Look at your niece Jane, isn't is such a calm, well balanced child. She only goes to preschool 4 hours per day. "Your brother in law's sister, you know the one who is a child psychologist, says that daycare more than 4 hours per day is a traumatic experience for young children."

I mostly ignore these messages (text, emails, etc) but it's getting on my nerves because they are directly sent to me and with constant digs, and they are sent on a DAILY basis.

When I make it clear, it's annoying, "oh I'm sorry, you have so much anger in your life these days." I ignore them, "I guess, you are going through so much that you are numb and can't be happy for your siblings."
Anonymous
Why are you so sensitive? Start bragging about how great your family/life is, be happy for them and call it a draw.
Anonymous
Learn to ignore. My mom does the same thing.
Anonymous
Anonymous wrote:Learn to ignore. My mom does the same thing.


When she sends you the emails, photos, etc, do you completely ignore them or send back some superficial response?

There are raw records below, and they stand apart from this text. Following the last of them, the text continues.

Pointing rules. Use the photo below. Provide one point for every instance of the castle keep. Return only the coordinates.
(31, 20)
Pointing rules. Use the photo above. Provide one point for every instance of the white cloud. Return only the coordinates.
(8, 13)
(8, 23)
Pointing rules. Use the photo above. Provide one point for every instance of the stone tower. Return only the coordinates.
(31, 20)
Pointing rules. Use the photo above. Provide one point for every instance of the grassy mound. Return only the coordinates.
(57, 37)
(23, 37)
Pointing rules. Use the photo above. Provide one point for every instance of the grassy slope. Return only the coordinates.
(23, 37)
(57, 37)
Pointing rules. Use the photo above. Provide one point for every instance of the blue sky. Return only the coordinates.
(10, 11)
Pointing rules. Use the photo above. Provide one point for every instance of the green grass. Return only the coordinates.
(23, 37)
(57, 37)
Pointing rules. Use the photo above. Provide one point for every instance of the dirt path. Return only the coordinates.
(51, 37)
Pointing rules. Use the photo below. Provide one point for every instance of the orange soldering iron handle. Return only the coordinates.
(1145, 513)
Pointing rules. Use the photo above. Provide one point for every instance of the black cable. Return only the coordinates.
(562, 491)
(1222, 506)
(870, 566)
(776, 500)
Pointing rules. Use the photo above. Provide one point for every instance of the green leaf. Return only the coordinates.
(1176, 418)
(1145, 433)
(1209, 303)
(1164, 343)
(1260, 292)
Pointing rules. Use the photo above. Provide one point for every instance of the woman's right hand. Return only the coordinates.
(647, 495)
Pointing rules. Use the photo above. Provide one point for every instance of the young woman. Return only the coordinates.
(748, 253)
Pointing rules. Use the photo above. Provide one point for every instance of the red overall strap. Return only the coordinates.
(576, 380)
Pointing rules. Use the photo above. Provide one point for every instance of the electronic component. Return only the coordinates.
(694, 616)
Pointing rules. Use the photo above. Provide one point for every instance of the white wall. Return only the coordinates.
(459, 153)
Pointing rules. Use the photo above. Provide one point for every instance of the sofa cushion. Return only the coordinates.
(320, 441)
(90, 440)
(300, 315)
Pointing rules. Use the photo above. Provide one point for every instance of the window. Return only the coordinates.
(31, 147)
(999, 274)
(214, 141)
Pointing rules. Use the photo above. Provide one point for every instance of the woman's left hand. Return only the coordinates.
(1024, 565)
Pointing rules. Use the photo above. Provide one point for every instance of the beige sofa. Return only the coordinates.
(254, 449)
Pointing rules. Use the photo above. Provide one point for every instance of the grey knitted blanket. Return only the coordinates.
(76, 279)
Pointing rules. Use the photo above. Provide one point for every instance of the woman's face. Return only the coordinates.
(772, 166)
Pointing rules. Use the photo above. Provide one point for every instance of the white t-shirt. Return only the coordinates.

Serious question. trying to learn some effective tips.
Anonymous
Please ignore pp 13:57.

Clearly what your mom is doing is wrong and abusive.

The thing is she won't change and confronting her as you already know won't get her to change. You have to understand she is a sick person.

Distance yourself from her.

Only respond to her emails once a week with a general.

" Glad they are doing well."

Make no further comments.

Be proud of your life.

Anonymous
Your mom is passive aggressive and provocative.

Ignore such emails and photo captions. And when I say ignore, I mean do not acknowledge in any way whatsoever. She is desperate to gets rise out of you.
Anonymous
Anonymous wrote:Your mom is passive aggressive and provocative.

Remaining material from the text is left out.